I was almost sure it had been a car or a small truck. A tanker would have left the jackal a spot on the pavement. But a tanker would get a license suspension and two weeks of having to run water into Santa Fe instead of Phoenix, and probably not that. Rumor at the paper had it the Society was in the water board’s pocket. If it was a car, on the other hand, the Society would take away the car and stick its driver with a prison sentence. “They’re all trying to beat the cameras,” I said. “The tanker probably didn’t even know it’d hit it.”

“What?” he said.

“I said, it had to be a tanker. There isn’t anything else on Van Buren during rush hour.”

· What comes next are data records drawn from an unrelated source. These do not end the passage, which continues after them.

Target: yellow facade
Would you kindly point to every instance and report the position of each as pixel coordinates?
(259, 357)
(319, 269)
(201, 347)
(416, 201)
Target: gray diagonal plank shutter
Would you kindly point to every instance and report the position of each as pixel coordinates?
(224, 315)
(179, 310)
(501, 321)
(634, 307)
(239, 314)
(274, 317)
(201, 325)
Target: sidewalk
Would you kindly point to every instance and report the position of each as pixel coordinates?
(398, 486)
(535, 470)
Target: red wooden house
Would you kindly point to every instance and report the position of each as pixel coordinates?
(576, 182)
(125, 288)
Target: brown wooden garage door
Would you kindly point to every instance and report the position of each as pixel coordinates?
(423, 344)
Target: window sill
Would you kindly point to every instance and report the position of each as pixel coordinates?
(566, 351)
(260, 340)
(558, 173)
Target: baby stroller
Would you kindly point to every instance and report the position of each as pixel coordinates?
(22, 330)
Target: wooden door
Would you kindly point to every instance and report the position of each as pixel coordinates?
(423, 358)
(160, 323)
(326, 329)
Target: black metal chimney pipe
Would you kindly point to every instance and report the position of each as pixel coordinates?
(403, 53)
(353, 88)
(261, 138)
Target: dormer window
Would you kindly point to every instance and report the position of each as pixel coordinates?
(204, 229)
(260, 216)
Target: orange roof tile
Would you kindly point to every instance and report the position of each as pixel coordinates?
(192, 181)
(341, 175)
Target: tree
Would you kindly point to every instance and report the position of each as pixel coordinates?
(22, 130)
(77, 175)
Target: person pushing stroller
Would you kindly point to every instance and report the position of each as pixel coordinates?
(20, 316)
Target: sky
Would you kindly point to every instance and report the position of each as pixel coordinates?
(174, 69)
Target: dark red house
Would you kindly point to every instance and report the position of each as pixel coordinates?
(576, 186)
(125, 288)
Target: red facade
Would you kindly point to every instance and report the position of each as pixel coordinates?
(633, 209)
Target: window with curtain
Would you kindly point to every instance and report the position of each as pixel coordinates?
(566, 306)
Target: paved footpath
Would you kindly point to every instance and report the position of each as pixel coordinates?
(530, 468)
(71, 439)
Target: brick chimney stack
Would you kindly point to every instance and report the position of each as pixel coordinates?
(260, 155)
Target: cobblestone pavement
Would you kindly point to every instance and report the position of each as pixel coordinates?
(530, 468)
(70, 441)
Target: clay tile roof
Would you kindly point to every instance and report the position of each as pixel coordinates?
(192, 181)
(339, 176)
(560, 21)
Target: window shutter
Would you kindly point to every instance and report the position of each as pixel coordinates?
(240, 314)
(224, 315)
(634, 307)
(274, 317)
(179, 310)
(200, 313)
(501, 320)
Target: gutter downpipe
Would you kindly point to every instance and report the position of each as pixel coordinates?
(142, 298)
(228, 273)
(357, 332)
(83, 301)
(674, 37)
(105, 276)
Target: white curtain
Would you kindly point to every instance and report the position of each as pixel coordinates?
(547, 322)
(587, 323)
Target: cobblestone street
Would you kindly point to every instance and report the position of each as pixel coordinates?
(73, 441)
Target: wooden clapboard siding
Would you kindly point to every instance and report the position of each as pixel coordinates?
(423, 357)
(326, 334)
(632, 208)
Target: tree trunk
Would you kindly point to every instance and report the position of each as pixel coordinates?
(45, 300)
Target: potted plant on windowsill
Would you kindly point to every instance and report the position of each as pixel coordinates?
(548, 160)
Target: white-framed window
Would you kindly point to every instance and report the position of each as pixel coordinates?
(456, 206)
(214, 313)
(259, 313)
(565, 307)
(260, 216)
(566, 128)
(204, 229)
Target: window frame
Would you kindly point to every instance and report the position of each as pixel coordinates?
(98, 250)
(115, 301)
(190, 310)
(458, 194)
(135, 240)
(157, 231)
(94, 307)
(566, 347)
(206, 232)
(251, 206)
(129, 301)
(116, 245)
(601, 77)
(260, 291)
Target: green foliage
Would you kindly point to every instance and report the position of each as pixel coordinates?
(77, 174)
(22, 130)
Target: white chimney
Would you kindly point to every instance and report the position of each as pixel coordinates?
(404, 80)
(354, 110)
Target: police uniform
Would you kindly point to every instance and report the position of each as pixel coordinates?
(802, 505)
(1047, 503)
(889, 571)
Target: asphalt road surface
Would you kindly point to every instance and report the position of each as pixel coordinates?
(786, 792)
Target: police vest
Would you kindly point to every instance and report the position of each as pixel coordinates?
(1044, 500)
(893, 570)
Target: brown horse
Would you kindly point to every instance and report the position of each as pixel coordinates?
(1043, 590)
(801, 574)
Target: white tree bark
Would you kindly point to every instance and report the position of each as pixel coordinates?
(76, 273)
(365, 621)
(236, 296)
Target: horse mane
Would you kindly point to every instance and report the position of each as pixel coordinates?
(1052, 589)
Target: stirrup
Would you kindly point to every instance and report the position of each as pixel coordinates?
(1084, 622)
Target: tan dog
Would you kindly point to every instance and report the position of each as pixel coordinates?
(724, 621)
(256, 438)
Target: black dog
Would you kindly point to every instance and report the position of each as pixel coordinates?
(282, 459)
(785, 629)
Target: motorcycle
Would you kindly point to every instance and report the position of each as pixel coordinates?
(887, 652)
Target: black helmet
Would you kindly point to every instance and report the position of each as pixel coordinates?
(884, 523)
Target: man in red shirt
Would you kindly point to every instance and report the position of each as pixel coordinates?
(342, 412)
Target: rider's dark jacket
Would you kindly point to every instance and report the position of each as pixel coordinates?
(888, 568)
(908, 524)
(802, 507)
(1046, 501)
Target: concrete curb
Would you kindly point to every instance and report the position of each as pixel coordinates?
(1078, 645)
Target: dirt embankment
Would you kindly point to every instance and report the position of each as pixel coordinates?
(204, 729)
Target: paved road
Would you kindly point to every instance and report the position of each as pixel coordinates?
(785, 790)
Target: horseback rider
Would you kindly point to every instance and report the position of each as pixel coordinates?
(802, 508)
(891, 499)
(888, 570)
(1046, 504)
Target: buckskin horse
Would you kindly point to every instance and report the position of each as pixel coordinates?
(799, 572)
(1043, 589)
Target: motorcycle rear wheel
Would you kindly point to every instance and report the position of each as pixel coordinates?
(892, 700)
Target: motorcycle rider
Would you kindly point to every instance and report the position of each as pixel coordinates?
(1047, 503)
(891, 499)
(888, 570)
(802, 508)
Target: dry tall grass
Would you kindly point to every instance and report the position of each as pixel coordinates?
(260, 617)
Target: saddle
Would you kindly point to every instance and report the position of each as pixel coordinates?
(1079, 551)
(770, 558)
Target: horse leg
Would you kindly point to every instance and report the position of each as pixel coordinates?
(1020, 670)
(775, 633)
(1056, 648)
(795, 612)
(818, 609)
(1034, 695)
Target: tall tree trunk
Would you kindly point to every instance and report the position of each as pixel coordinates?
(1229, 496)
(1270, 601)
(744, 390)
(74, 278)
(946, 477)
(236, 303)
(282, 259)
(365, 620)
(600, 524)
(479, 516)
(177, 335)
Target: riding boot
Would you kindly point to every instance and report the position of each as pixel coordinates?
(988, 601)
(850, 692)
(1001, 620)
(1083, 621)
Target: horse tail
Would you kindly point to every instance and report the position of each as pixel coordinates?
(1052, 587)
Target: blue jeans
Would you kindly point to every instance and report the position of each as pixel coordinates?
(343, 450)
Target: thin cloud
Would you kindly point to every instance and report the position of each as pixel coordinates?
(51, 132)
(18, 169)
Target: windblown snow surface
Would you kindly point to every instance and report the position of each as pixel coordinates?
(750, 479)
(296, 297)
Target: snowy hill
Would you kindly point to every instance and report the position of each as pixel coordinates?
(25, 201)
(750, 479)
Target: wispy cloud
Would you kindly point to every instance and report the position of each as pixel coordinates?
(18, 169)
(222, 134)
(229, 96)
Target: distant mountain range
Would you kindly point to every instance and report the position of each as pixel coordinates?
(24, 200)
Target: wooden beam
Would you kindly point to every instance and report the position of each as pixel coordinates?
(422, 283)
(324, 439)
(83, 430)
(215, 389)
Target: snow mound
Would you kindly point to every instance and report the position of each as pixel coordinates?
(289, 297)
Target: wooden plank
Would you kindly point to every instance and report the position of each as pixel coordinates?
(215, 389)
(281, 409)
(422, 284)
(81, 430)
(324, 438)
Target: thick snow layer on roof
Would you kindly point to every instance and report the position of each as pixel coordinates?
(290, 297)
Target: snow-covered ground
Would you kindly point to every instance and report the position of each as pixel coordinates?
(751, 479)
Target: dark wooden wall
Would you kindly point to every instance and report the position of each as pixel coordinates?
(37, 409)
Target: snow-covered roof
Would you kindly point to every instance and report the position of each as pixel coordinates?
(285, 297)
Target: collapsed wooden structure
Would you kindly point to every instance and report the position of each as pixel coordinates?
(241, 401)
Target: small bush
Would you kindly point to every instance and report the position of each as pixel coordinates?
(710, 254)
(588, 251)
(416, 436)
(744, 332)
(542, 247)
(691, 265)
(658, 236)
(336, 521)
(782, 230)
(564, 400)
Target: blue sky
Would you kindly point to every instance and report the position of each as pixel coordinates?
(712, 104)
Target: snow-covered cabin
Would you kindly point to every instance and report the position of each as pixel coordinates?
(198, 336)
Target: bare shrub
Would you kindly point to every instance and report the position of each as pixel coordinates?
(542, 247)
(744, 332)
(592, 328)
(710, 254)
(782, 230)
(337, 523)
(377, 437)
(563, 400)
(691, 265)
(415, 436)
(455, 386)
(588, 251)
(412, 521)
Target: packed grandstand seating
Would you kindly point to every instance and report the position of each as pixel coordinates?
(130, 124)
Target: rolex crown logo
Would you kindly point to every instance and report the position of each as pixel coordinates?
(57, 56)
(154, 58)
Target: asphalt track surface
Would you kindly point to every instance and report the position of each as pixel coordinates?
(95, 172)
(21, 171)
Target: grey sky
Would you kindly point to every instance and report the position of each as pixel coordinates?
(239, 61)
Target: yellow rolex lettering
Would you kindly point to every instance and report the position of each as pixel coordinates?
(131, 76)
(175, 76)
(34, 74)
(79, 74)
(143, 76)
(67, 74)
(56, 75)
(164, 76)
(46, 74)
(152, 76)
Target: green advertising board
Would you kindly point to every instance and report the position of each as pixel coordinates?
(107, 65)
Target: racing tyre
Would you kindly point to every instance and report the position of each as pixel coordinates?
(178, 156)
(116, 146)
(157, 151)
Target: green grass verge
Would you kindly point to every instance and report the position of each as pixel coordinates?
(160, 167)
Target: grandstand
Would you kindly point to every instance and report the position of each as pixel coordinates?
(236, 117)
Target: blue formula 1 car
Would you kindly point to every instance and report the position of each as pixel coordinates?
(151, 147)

I expected him to say, “Except for you,” but he didn’t. He wasn’t even listening. “Is this your dog?” he said.

He was looking at the photograph of Perdita. “No,” I said. “That was my grandmother’s dog.”

“What is it?”

A nasty little beast. And when it died of the newnarvo, my grandmother had cried like a baby. “A chihuahua.” He looked around at the other walls. “Did you take all these pictures of dogs?” His whole manner had changed, taking on a politeness that made me realize just how insolent he had intended to be before. The one on the road wasn’t the only jackal around.

“Some of them,” I said. He was looking at the photograph next to it. “I didn’t take that one.”

“I know what this one is,” he said, pointing at it. “It’s a boxer, right?”

“An English bulldog,” I said.

“Oh, right. Weren’t those the ones that were exterminated? For being vicious?”

“No,” I said.

He moved on to the picture over the developer, like a tourist in a museum. “I bet you didn’t take this one either,” he said, pointing at the high shoes, the old-fashioned hat on the stout old woman holding the dogs in her arms.